The table below lists the fields of the Webhook Policy form and provides utilization guidelines for each field.
Field Label
Utilization Guideline
JWT algorithm
The JWT algorithm field is used to select the algorithm to use for cryptographic signing of webhook messages. If cryptographic signing is used, the algorithm for decoding a received message needs to be specified to ensure that an attacker cannot bypass the algorithm verification step. See also JSON Web Algorithms (JWA).
Claim expires in
The Claim expires in field is used to specify the expiration time on or after which the JSON Web Token (JWT) must no longer be accepted for processing.
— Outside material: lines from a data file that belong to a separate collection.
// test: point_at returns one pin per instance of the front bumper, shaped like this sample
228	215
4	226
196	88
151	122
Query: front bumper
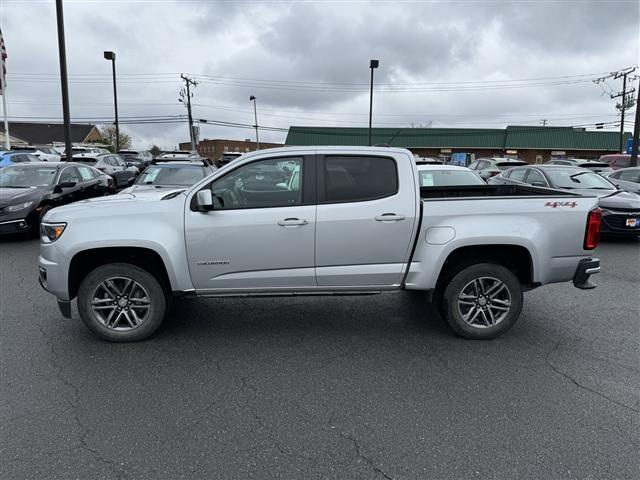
19	225
586	267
The payload of a webhook will have an “exp” (expiration time) claim based on this value. The processing of the “exp” claim requires that the current date/time must be before the expiration date/time listed in the “exp” claim. Implementers may provide for some small leeway, usually no more than a couple of minutes, to account for clock skew. For more information see “exp” (Expiration Time) Claim of a JSON Web Token (JWT).
Audience
The Audience field is used to specify the value for the audience claim. The audience claim identifies the recipients that the encrypted message is intended for. For more information see “aud” (Audience) Claim of a JSON Web Token (JWT).
Webhooks
The Webhooks field is used to select the webhooks that must use this webhook policy to cryptographically sign their messages.